Accept Voice-Based Orders
In this level, you’re taking your agent hands-free.
You’ll enable customers to place pizza orders by speaking, using speech recognition (and optionally speech synthesis) so the agent can listen, understand, confirm, and create orders end-to-end.
By the end, your agent will feel like a voice kiosk: “I’d like two large pepperoni pizzas” → “Got it! Confirm?” → Order created. 🎙️🍕
📋 Tasks
- Deploy a speech-capable model in Microsoft Foundry (speech-to-text or speech-to-speech).
- Capture audio input (e.g., in the Agent Playground or your app) and stream/transcribe to the agent.
- Parse the intent and entities (size, crust, toppings, quantity, store) from the transcript.

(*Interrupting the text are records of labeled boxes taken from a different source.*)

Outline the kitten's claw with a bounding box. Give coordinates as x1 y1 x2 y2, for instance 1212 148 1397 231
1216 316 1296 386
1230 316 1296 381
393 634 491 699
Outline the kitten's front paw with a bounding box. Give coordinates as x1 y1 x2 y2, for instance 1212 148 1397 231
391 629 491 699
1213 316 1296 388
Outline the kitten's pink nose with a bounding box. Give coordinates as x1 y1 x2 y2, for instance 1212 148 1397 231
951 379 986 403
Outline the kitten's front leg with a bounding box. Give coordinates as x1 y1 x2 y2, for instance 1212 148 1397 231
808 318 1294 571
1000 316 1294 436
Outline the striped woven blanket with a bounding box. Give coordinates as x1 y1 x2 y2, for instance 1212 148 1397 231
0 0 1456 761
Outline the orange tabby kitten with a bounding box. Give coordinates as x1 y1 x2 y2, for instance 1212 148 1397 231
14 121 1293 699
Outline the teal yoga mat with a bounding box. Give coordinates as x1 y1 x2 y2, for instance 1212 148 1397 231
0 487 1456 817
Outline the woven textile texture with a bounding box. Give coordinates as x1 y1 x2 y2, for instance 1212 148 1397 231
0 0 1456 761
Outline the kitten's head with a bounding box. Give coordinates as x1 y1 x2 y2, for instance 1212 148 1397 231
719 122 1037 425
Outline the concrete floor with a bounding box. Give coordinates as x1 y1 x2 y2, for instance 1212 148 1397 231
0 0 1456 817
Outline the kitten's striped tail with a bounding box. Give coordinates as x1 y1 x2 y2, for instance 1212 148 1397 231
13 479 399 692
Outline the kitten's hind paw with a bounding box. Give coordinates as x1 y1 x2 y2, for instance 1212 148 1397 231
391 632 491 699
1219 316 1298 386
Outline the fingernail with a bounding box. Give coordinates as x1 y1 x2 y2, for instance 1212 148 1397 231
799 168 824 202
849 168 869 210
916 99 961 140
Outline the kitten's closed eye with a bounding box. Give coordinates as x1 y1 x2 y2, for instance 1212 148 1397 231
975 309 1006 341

- Confirm the order by voice (read back the order and ask for yes/no).
- Create the order via your existing API/MCP flow after confirmation.
- Return a spoken and/or text receipt (order number + ETA).
✅ Pass Criteria and Requirements
- A model that supports speech input (STT or STS) is deployed and used by the agent.
- The agent correctly identifies the pizza order from voice input (items, quantities, key options).
- The user hears/sees a confirmation that the order was successfully created (e.g., read-back + order ID).
💡 Hints & Tips
- Use Microsoft Foundry to deploy STT or Realtime (speech-to-speech) models that accept audio.
- The Agent Playground offers a UI to provide audio input — great for quick testing.
- Design the conversation as a 3-step flow:
- Listen & transcribe (capture audio, produce text)
- Confirm (summarize order; handle corrections)
- Create order (call your existing API/MCP; then acknowledge with order ID)
- Make confirmation explicit to avoid accidental orders (“Did you mean two large pepperoni pizzas for Store Downtown? Say ‘confirm’ to place it.”).
- Handle noisy inputs by asking clarifying questions (e.g., “How many pizzas?” or “Which store?”).